If $M_1^2+M_2^2=O$ then show that there exist infinitely many matrix $M$ such that $M(M_1+M_2)$ is non-invertible.

Question

Let $M_1$ and $M_2$ be two matrices of order $3\times 3$ with real entries and $M_1^2+M_2^2=O$, where $O$ is the null matrix.

Show that there exist infinitely many matrix $M$ of order $3\times 3$ such that $M(M_1+M_2)$ is non-invertible.

My Attempt

$M_1^2=-M_2^2\Rightarrow \operatorname{det}(M_1^2)=(-1)^3\operatorname{det}(M_2^2)\Rightarrow (\operatorname{det}(M_1))^2=-(\operatorname{det}(M_2))^2\Rightarrow (\operatorname{det}(M_1))^2+(\operatorname{det}(M_2))^2=0$

$\Rightarrow \operatorname{det}(M_1)=\operatorname{det}(M_2)=0$

So, $M_1$ and $M_2$ are not invertible.

But what can we say about invertibility of $M_1+M_2$

Answer 1

Any non-invertible $M$ will cause the product to be non-invertible, since $\det(MN) = \det (M) \det (N)$. Is the question missing anything?

Answer 2

But what can we say about invertibility of $M_1+M_2$

OP has already shown $\text{rank}\big(M_1\big)\in \big\{0,1,2\big\}$. If $\text{rank}\big(M_1\big)\leq 1$ then
$\text{rank}\Big(\big(M_1+M_2\big)^2\Big)=\text{rank}\Big(M_1M_2+M_2M_1\big)\leq 1+1\lt 3$
$\implies \det\big(M_1+M_2\big)^2=0=\det\big(M_1+M_2\big)$. So it remains to consider the case where $\text{rank}\big(M_1\big)=2\implies \text{rank}\big(M_1^2\big)\in \big\{1,2\big\}$ (e.g. by Sylvester's Rank Inequality).

By rank-nullity, one of $\ker M_1^2 \big(=\ker M_2^2\big)$ or $\text{image } M_1^2 \big(= \text{image } M_2^2\big)$ is 1 dimensional and label that $W$. Then $M_1 W\subseteq W\text{ and }M_2 W\subseteq W\implies$ for unit length $\mathbf w\in W$ that $M_1 \mathbf w = \lambda_1 \mathbf w$ and $M_2 \mathbf w = \lambda_2 \mathbf w$
$\implies 0\leq \lambda_1^2 = \mathbf w^T (M_1^2 \mathbf w) = -\mathbf w^T (M_2^2 \mathbf w) = -\lambda_2^2 \leq 0$, i.e. the eigenvalues are zero.

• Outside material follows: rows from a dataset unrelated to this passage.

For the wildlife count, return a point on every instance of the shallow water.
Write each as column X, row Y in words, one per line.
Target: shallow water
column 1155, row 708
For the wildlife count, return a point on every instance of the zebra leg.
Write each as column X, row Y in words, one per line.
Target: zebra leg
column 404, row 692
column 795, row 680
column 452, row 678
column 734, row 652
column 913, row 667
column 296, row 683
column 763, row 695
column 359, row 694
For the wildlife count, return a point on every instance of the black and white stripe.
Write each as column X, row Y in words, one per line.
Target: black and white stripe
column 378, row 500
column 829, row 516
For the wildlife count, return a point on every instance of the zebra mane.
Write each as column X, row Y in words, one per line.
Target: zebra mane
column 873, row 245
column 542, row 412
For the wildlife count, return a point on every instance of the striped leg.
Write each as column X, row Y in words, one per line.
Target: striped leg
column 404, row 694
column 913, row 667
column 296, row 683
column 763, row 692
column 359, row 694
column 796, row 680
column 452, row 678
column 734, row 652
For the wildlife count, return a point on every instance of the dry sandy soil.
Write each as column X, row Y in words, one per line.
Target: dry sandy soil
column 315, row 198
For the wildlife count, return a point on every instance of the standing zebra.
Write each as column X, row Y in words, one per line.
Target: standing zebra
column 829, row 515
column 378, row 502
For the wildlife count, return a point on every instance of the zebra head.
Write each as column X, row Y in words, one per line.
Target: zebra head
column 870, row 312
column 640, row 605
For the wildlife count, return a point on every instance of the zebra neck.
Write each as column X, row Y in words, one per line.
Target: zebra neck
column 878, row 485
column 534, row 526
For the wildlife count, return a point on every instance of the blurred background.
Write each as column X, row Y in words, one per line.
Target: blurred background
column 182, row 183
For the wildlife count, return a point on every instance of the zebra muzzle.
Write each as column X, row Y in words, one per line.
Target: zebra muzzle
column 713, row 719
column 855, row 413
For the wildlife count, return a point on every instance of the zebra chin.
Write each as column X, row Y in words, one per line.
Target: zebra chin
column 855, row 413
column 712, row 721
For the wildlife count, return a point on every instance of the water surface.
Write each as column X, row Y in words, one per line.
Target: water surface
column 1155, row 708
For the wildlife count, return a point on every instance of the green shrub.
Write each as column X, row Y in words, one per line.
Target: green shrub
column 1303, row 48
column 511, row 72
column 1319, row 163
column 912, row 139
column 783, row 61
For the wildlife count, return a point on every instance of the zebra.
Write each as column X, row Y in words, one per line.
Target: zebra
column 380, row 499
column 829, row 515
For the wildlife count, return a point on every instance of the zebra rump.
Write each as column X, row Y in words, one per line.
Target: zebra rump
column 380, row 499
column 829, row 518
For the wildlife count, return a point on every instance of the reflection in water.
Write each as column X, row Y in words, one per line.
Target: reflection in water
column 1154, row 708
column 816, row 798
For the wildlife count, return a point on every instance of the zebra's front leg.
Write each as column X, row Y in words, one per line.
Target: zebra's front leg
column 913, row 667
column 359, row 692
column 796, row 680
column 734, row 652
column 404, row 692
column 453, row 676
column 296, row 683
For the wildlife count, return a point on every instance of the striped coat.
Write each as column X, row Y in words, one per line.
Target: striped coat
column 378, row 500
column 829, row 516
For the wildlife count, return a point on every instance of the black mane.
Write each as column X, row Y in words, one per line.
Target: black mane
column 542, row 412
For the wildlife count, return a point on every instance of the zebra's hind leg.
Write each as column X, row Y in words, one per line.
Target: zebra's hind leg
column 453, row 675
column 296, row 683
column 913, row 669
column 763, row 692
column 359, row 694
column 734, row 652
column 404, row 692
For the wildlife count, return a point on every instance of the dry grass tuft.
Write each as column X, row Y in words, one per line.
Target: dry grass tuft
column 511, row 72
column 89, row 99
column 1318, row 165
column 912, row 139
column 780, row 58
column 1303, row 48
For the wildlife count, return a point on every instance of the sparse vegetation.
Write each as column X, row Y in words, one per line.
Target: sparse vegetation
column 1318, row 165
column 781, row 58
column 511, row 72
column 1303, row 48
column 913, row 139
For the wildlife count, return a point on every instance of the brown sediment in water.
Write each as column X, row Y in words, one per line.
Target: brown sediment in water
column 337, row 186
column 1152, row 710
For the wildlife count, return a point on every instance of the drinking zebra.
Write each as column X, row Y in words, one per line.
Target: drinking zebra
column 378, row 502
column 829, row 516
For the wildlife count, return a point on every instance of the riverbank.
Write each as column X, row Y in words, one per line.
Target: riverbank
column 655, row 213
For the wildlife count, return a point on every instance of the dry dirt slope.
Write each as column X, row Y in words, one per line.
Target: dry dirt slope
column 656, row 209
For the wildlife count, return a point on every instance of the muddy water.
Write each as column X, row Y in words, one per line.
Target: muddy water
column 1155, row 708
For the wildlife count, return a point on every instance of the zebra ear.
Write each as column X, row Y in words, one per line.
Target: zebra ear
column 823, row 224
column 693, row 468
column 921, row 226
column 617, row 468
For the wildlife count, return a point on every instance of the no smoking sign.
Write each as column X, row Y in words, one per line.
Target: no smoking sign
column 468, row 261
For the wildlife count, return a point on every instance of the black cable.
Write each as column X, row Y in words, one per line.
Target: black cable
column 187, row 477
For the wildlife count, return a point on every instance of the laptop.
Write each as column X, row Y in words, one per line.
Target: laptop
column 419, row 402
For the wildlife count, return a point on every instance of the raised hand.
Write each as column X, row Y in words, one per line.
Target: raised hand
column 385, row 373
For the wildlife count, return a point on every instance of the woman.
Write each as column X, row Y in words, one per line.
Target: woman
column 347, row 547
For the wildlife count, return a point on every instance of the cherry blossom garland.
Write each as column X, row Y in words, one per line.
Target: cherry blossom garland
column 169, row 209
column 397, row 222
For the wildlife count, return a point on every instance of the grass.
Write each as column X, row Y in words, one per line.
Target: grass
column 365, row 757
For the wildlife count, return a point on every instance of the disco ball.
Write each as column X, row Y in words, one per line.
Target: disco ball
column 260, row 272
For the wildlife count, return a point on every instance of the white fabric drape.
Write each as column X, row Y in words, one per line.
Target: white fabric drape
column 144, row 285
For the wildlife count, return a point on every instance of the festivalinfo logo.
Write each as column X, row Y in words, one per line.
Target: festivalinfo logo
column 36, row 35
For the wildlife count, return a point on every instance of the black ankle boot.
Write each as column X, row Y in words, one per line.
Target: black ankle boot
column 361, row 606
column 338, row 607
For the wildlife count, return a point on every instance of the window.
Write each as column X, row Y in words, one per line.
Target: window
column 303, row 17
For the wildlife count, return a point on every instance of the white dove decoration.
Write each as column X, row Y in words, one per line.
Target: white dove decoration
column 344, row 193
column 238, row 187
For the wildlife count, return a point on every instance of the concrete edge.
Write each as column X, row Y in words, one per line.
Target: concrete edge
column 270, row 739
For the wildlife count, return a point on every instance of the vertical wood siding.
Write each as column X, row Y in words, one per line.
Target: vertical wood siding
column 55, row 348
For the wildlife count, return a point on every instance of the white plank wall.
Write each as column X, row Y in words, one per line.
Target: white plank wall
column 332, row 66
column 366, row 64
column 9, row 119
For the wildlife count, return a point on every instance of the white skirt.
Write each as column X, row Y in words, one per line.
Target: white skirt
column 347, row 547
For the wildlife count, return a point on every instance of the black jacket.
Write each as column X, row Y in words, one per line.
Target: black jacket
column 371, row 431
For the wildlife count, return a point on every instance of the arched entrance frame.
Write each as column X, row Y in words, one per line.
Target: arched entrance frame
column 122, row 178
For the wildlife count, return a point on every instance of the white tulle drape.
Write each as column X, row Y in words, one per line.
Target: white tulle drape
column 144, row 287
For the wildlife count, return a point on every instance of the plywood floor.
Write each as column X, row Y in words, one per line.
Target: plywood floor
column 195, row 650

Thus $\big(M_1+M_2\big)\mathbf w =M_1\mathbf w + M_2\mathbf w = \mathbf 0+ \mathbf 0$; conclude $\big(M_1+M_2\big)$ is not invertible.

remark:
The above argument generalizes to $M_1, M_2 \in \mathcal M_{2k+1}\big(\mathbb R\big)$. With the trivial Base Case at $k=0$, proceed by strong induction. By OP's argument $\det\big(M_1\big)=0=\det\big(M_2\big)$. The case of $\text{rank}\big(M_1\big) \leq k \implies \det\big(M_1 +M_2\big) =0$ by the first paragraph's argument (i.e. sub-multiplicativity and sub-additivity of rank). It remains to consider $\text{rank}\big(M_1\big) \geq k+1$; rank-nullity tells us one of $\ker M_1^2$ and $\text{image } M_1^2$ is even dimensional and the other odd dimensional. The even dimensional one cannot be zero dimensional (per Sylvester's Rank Inequality and the fact that $\dim \ker M_1 \gt 0$), so label the odd dimensional subspace $W$, noticing $\dim W\lt 2k+1$, and look at the restrictions $M^{(1)}_{\vert W}$ and $M^{(2)}_{\vert W}$ where $\det\Big(M^{(1)}_{\vert W}+M^{(2)}_{\vert W}\Big)=0$ per strong induction hypothesis, which gives the result.